There’s No Replacement for Human Intuition in Understanding Customers

The human mind is notoriously fallible. Examples of cognitive bias abound, both in theoretical psychology and in everyday life. We’re routinely swayed by groupthink on social media, for example, or fall prey to sales tactics exploiting the illusion of scarcit

Professionals in high-stakes domains can’t afford to have bias lead to errors. That’s why lenders, for instance, use an algorithm to decide if your application for a line of credit or a mortgage loan is approved.

Yet human intuition can also bridge gaps in the data. At the end of the day, you’re still dealing with a human finance officer. The best ones can use their judgment to overrule what the machine says and make a deal that works out both ways.

In marketing, the sheer abundance of data points can lure us into thinking that AI can paint an accurate picture of our customers. But if we exclusively put faith in data to understand our audiences, we miss out on the value that only intuition, flawed though it may be, can deliver.

The “V’s” of big data

For decades, marketers have dealt with a large volume of customer data points. These could be obtained from the point of sale transaction or through mail marketing, membership activity, or coupon usage.

In the digital age, however, it’s not just about volume. Several attributes, known as the “V’s” of big data, distinguish modern data sets and the effort to process them for value from anything prior.

These include velocity, which can be in the terabytes of data per day for a company like Facebook, or 3.5 billion daily searches for Google. Even if a marketer only has to analyze a fraction of that data, it’s still an incredibly rapid rate of generation.

Variety and variability have to be accounted for. Your customer data will come from social media, online purchases, click-through rates, browser history, geolocation and device details, and so much more. It will range from structured to unstructured. It will contain anomalies, outliers, and inconsistencies.

In the present day, it’s the marketer’s job to sort through that data. That can prove impossible for entire human-only teams without an AI to assist. Through algorithms, big data can be crunched swiftly, keeping up with the rate of generation. Analytics can verify and validate what’s relevant and visualize it to facilitate trend and relationship detection.

Cutting through complexity

employees in a meeting

Thus, the value of AI in marketing lies in its ability to simplify the complex task of processing big data. But long before machine learning, global commerce, or even written history, we’ve used our intuition to make sense of seemingly impossible data sets.

Looking at the evolution of human beings alongside our advances in culture, art, and spiritual beliefs, we can consistently see our ancestors making efforts to abstract information from their environment. Distilling these into belief systems eventually gave rise to linguistic communication and higher forms of social organization.

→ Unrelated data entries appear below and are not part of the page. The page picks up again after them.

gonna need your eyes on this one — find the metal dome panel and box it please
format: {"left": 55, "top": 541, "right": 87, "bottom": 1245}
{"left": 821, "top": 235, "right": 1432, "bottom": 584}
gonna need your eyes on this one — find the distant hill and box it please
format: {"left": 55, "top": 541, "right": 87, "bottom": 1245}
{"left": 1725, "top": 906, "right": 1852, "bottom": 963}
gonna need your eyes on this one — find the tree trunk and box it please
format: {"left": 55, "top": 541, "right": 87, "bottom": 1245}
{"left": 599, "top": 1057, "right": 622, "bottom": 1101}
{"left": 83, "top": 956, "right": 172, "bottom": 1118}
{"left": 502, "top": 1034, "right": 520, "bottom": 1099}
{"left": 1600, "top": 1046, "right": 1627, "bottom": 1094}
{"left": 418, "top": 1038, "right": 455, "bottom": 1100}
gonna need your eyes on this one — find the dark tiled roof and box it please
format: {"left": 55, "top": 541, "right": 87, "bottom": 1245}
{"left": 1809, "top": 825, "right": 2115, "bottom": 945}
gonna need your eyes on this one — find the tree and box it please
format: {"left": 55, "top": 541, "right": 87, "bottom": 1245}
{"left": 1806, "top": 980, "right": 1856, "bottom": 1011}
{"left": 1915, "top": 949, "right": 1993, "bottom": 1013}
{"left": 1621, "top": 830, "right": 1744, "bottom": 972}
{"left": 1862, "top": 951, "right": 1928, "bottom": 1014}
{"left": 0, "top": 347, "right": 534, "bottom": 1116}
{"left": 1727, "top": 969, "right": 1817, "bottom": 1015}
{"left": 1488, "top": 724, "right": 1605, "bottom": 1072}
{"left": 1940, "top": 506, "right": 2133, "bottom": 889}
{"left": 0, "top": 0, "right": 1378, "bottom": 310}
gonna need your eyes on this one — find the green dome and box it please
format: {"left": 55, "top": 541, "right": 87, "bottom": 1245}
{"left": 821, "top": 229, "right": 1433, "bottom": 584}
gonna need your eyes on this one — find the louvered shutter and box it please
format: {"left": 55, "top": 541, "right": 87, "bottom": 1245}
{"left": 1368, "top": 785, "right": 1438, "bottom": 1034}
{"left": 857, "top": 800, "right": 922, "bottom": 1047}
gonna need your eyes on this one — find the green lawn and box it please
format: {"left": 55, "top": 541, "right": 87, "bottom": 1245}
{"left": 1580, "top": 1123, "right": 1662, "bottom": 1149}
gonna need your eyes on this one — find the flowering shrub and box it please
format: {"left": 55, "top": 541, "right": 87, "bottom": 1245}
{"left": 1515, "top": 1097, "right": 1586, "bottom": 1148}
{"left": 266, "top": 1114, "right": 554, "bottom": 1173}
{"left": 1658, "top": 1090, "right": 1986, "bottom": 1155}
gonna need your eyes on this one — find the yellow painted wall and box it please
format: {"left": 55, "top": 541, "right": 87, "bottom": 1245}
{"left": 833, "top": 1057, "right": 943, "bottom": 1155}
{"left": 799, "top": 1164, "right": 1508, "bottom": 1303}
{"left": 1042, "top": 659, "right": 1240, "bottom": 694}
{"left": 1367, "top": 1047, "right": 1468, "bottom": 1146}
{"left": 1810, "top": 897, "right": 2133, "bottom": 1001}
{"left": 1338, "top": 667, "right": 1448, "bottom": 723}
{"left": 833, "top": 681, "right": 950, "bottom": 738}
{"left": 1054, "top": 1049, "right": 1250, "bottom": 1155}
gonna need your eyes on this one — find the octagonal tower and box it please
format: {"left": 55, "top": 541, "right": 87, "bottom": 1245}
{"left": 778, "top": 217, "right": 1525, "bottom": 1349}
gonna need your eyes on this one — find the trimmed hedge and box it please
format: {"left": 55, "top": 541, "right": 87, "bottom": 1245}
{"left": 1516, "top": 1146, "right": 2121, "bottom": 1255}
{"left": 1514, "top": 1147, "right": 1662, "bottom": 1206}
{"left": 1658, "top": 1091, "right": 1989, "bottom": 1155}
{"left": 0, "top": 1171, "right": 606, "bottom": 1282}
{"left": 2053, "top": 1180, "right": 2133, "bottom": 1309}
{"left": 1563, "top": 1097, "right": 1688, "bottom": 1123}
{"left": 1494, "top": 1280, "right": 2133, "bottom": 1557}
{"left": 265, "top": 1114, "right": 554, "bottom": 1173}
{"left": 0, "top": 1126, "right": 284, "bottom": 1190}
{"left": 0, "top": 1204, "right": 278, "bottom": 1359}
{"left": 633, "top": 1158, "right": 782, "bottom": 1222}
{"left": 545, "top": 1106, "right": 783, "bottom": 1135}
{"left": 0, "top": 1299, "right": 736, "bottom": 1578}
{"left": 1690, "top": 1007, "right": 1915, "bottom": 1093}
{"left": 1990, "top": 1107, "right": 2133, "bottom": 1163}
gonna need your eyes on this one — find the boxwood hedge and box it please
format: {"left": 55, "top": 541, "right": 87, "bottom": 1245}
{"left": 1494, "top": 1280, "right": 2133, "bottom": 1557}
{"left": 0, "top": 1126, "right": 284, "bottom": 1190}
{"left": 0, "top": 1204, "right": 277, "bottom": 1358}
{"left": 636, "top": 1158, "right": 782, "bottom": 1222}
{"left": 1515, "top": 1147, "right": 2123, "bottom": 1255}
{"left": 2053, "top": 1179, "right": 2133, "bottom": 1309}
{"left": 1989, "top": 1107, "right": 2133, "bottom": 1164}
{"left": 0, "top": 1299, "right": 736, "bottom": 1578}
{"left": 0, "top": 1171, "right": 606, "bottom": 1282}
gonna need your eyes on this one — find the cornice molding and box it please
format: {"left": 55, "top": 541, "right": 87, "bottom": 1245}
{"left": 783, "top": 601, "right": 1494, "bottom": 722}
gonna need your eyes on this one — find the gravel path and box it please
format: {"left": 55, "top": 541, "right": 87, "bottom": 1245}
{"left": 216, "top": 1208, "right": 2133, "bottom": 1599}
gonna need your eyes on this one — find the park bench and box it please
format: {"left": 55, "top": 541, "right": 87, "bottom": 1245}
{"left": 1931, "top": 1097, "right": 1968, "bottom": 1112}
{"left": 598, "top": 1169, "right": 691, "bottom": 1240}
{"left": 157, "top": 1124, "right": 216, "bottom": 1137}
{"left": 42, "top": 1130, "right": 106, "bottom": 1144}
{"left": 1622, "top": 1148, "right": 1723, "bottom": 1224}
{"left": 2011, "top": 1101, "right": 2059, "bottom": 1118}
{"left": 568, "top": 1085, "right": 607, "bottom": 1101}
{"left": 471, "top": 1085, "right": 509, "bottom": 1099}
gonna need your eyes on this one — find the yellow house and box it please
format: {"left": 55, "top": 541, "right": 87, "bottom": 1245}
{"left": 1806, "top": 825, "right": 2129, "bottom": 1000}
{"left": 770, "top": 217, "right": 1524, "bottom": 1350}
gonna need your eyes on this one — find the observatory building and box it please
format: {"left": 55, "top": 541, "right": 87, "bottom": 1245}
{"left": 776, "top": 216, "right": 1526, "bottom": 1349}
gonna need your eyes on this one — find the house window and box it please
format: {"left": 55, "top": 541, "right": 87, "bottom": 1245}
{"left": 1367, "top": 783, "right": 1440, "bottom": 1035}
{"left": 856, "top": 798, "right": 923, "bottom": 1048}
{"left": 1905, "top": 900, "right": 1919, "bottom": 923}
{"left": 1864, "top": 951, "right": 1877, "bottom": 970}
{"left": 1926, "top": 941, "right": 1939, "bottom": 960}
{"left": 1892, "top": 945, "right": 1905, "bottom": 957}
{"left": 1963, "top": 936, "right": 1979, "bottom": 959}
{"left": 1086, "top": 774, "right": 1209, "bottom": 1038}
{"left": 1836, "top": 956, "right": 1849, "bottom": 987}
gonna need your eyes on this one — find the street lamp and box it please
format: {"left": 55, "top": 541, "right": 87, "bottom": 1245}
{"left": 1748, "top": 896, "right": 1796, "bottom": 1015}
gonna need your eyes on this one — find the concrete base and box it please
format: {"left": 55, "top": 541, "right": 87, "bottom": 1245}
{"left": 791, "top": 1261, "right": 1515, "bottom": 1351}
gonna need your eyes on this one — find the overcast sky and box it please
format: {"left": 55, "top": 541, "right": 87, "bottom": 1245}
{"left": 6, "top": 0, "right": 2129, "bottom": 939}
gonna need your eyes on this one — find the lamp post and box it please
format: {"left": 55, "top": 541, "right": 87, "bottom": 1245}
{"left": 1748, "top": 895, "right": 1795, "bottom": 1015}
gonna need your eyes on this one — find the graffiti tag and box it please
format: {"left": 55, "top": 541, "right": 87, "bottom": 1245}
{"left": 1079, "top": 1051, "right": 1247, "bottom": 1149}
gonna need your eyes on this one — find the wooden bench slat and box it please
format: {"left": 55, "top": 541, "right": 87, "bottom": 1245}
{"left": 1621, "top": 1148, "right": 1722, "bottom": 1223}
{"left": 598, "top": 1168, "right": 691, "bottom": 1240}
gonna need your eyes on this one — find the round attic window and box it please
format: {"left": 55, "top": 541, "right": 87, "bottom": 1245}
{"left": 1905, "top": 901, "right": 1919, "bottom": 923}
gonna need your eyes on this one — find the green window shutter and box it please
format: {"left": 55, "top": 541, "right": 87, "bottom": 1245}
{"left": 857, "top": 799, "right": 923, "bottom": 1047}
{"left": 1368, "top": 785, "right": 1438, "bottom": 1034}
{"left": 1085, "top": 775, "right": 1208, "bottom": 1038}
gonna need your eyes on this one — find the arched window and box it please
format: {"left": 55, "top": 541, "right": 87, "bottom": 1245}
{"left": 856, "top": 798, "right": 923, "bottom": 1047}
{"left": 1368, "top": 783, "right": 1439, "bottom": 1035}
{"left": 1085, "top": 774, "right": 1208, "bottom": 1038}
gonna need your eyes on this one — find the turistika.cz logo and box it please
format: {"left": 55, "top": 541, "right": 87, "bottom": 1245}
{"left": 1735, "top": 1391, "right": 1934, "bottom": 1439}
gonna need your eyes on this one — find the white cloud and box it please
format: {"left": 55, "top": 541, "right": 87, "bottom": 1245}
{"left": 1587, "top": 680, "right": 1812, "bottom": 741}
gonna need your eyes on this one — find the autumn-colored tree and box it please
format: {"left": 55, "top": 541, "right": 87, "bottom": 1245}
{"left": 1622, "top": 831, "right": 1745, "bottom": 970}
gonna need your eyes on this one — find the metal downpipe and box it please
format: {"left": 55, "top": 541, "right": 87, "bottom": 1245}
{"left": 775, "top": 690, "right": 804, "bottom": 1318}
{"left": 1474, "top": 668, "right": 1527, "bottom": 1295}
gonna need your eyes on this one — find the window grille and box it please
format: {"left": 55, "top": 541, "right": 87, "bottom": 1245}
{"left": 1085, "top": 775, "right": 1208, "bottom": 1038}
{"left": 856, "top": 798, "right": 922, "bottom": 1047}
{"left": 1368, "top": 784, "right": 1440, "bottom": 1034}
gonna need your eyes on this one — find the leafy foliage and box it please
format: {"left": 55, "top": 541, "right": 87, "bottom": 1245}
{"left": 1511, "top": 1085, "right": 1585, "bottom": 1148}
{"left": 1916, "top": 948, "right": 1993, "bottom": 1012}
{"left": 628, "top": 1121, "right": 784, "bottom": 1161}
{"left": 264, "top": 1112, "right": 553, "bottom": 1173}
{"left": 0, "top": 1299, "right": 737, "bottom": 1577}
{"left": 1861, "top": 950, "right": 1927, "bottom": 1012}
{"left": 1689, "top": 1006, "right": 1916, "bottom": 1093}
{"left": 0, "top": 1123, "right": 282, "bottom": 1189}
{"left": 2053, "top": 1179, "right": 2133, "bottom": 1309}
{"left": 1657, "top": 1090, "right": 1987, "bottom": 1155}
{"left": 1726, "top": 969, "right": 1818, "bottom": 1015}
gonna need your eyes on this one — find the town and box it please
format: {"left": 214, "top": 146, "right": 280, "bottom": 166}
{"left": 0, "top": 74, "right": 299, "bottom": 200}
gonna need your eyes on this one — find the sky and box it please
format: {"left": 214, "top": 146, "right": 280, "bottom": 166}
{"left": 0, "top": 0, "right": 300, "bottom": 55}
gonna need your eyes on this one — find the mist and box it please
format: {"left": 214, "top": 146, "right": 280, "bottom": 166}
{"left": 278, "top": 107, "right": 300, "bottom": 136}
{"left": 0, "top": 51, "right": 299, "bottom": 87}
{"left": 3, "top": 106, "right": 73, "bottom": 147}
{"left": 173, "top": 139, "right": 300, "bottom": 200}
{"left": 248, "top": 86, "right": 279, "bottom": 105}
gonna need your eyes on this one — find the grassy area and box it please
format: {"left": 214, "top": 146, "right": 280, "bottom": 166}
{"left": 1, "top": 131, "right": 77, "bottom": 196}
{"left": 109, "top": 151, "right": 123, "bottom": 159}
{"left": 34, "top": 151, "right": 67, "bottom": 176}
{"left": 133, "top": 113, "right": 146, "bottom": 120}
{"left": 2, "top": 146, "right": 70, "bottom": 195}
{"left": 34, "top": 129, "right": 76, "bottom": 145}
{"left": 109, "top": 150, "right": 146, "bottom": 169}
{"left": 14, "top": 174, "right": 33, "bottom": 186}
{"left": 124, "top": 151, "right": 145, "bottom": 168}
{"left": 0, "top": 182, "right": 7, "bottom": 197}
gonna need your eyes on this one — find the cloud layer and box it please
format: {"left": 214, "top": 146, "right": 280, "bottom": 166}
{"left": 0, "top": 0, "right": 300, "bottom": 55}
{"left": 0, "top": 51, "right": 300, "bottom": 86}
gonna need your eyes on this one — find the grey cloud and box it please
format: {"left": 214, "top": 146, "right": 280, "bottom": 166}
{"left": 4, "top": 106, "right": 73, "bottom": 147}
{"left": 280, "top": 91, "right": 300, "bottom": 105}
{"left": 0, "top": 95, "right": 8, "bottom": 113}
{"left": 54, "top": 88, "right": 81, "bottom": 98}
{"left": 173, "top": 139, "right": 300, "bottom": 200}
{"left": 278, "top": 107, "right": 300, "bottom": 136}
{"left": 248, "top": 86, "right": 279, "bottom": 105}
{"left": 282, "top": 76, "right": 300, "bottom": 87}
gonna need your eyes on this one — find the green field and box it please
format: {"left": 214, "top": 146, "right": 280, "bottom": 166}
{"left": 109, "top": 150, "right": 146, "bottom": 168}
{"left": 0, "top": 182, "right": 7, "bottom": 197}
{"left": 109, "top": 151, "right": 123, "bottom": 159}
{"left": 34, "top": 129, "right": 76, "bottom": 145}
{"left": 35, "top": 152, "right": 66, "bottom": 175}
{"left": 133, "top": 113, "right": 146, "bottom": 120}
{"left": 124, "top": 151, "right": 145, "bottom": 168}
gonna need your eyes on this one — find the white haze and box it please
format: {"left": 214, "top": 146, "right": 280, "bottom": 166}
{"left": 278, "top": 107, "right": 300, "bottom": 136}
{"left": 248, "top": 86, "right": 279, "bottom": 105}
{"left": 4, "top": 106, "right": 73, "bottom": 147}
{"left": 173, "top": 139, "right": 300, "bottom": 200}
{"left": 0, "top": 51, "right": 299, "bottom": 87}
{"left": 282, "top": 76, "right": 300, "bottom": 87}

From a strictly mechanistic, scientific point of view, none of those primitive belief systems makes sense anymore. In fact, we’ve come to inherit many forms of bias as a result of such evolution. But that doesn’t detract from the fact that our intuitive leaps made it possible for early humans to survive and eventually dominate.

We now have intuition and AI at our disposal as tools for cutting through the complexity of business efforts, but problems arise when we rely exclusively on the latter. This comes down to the fact that they work in different ways.

Finding the best answer

There are three kinds of reasoning, two of which will be familiar to most people. In deduction, you move from the general to the specific, while induction goes in the reverse direction.

Business situations can rarely be classified neatly or solved by either of those processes. You can’t always generalize or deduce from experiences, as a new problem might be unique or available data imperfect. You need abductive reasoning, which involves making the best guess out of incomplete information.

Intuition lends itself to this sort of thinking. AI doesn’t. It won’t tell you about the customers you don’t have, the perspectives you haven’t considered, or the questions you aren’t asking. Consequently, relying solely on AI creates an emotional and relational deficit for marketers, with the net result being failure to elicit trust.

Marketing has always been regarded as a mix of art and science. Big data, and the algorithms used to process it, creates value by providing the foundation for our decisions. But it doesn’t help us make intuitive leaps, bridge the gaps of unknowns, and arrive at the best answer to new problems.

There’s no actual choice to be made between AI and human intuition. The former looks set to stay, while the latter has been around since the dawn of our species. We have to remember the value of intuitive thinking in an increasingly data-driven field.